Here at Peconic Puffin World Headquarters we receive a lot of inquiries about Bonaire. The blog posts are apparently not enough...some folks want specific questions answered. Here are the answers to the usuals:
Best Place to Rent Windsurfing Equipment: Jibe City, because it opens at 8AM. Windsurf Place is just as good, but it opens at 9, and the wind has been up in the morning in Bonaire. (If you've never been, these places are 50 yards apart...both on the water with excellent equipment and service.)
Restaurants We Loved: We don't eat everywhere in a week, but here's our latest news: At Sea is still outstanding, as is Appetite. We tried the tasting menu at Appetite this time (with paired wines)...we were entertained, but I think we'll go with the menu next year. Bistro de Paris gets a downgrade. I hate saying this, but since they moved to a larger location two years ago it's just not as good. The food is fine, but service and charm are down two notches, two years in a row. New spot worth checking out: Ingridients (that's the correct spelling.) On the water at a dive club, we ate great entrees while watching pools of light move on the water from the night divers below. Their appetizer concept is annoying ("bites"...bite sized individual items that we predict will not be there in 2015) but otherwise very pleasing. We'll be going back.
Do I Need To Wear Booties? Every year I say yes, though I haven't stepped on anything that felt (through my booties) like a problem in years. Like a sea urchin, for example. On the other hand why would you want to risk hurting yourself and possibly missing a lot of sailing? Bonaire is almost entirely shallows...you'll be walking on the bottom a lot.
How is the wind? Word there is it's been blowing solid for two years straight. I spent time on six meter sails every day of our week.
Best Windsurfing Instruction: ABK is there (of course.) If you're not going during a clinic week, Caesar (the lightwind freestyle master) is teaching out of Jibe City, while Elvis at Windsurf Place has a number of people who I observed teaching, though I can't say which is better
Flights to Bonaire: All we know is the Newark run on United, but if you haven't heard, it's civilized now. Used to be take off at midnight Saturday, arrive 5AM Sunday and have to wait for your hotel to open (or book an extra night for early arrival) with a very early departure the following Saturday (7AM so get to the airport before dawn, and no windsurfing of course.) No more! Now arrive Sunday afternoon (we got two hours of sailing in on arrival day) and leave Saturday afternoon (we got two hours of sailing in again!)

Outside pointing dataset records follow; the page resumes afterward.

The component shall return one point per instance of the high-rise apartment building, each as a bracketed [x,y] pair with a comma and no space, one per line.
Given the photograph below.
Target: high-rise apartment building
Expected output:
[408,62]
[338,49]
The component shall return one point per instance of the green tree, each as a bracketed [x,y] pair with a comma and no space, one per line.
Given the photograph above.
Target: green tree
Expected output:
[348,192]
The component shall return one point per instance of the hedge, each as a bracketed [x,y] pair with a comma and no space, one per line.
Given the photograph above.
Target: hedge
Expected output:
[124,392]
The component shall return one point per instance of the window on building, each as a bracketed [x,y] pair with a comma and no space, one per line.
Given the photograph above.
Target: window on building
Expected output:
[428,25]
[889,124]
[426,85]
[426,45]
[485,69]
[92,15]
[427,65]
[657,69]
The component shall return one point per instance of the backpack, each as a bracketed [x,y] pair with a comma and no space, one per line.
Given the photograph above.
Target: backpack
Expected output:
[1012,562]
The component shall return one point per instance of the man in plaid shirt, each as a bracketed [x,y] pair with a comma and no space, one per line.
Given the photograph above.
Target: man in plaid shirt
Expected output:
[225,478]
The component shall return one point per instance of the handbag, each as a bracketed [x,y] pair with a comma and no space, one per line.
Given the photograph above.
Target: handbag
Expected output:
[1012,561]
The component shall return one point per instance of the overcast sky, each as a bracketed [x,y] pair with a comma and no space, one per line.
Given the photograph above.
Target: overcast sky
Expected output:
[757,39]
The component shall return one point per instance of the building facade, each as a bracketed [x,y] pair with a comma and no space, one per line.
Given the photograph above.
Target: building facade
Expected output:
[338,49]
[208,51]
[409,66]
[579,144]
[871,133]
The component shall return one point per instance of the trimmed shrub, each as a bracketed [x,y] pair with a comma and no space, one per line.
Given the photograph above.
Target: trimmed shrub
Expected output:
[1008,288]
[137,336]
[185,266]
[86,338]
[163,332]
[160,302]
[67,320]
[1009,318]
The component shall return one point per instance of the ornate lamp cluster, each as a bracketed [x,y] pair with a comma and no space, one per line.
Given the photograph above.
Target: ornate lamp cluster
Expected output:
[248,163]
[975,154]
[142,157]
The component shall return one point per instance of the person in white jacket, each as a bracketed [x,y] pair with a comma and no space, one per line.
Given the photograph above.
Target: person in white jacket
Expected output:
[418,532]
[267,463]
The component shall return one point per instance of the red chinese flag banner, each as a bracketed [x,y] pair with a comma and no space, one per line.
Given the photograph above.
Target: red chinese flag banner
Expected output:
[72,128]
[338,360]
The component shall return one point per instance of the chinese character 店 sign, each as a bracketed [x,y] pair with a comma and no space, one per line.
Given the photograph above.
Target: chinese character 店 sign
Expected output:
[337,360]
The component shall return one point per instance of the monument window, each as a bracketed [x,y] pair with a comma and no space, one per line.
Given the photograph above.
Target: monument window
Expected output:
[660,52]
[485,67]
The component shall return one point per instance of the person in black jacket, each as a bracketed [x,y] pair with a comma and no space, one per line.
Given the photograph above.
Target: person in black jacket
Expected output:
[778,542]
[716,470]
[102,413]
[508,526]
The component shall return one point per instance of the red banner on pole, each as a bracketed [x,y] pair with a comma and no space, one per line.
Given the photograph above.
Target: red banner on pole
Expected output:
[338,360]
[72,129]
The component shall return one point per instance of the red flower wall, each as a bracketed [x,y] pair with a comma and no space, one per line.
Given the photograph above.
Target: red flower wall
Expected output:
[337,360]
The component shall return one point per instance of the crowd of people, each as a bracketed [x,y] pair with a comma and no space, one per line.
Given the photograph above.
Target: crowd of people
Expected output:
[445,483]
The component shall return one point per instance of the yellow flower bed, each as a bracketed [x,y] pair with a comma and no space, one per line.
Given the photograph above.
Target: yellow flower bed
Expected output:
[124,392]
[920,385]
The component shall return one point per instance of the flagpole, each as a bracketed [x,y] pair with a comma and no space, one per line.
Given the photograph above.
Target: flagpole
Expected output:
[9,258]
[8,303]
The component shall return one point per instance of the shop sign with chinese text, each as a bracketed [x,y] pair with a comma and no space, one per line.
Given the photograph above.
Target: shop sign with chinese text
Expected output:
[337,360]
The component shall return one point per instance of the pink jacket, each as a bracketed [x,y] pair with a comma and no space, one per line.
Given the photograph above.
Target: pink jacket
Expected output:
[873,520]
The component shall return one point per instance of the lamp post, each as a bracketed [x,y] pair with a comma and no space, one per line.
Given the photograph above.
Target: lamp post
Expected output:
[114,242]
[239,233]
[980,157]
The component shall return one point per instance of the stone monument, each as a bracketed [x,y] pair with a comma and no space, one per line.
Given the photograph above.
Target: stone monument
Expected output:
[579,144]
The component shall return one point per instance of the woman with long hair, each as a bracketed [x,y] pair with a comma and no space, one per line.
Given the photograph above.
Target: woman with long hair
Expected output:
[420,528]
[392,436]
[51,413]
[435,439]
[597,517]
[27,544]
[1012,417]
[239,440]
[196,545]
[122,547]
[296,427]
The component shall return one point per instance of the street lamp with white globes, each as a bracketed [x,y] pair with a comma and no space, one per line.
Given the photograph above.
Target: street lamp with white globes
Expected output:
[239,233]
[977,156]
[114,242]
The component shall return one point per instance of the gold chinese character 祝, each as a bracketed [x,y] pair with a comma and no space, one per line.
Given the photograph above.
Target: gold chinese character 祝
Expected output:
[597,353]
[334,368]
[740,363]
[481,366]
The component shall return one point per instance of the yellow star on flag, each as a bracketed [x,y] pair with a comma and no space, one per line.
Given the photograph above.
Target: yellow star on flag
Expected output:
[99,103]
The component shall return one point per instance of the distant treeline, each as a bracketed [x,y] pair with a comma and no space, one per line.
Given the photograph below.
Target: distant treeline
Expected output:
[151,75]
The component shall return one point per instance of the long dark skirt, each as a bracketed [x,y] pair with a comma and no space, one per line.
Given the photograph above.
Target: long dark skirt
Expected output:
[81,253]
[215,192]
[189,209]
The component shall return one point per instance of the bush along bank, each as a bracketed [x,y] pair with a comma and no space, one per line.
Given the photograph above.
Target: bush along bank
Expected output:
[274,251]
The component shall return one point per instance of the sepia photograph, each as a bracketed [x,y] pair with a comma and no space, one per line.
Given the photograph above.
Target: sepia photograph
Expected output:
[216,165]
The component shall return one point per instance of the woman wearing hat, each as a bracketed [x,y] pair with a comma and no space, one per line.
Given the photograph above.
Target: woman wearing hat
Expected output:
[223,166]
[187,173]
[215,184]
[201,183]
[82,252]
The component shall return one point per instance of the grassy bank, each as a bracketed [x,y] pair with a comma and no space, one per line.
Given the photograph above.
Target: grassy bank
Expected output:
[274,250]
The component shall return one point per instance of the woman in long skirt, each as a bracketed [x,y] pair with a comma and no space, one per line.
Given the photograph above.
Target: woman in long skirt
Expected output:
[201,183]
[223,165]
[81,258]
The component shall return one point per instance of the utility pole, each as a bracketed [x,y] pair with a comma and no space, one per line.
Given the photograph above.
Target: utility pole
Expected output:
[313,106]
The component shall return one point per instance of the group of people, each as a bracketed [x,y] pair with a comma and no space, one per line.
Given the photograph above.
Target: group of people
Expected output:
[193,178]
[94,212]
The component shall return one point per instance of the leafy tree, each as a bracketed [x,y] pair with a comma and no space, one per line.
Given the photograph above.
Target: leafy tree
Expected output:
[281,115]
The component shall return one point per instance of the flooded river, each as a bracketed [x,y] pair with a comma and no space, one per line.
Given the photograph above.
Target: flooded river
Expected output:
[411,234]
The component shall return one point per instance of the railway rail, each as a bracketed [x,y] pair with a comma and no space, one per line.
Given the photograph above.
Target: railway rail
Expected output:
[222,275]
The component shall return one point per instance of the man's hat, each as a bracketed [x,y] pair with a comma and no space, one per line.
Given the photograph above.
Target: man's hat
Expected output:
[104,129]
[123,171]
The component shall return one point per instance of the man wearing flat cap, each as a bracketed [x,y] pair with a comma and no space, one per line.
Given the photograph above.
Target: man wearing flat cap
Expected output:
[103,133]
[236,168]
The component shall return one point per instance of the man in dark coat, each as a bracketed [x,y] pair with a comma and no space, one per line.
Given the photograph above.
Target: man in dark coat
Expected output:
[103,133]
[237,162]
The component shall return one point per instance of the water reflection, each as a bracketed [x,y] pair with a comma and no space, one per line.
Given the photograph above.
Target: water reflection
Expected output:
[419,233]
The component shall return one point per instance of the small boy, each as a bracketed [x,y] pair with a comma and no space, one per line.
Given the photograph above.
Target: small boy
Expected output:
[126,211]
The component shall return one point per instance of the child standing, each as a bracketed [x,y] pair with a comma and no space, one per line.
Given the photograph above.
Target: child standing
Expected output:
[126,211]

With Bonaire it's important to get in front of these things. If you arrive without a gear reservation or restaurant reservations, you can actually get shut out (on this trip I planned to rent from Jibe City, for example. I forgot to book it in advance but took for granted that I'd be okay when I arrived. Jibe City was polite and a bit mortified when they told me they could not equip me! Fortunately Windsurf Place still had some slots left. Same for restaurants...the good ones book up more than a week in advance, and they're not all open every day of the week. Best solution for me has always been Ann Phelan, Bonaire travel agent (and windsurfer) who lives there half the year, knows everybody and knows the minutia and latest changes better than anyone. (I have made mistakes by ignoring some of her recommendations!) She doesn't charge you (she charges the vendors) so there's no reason not to use her. Peconic Puffin endorsement.
Other commentary and recommendations welcome (let the Wil's Grill fans let it fly!)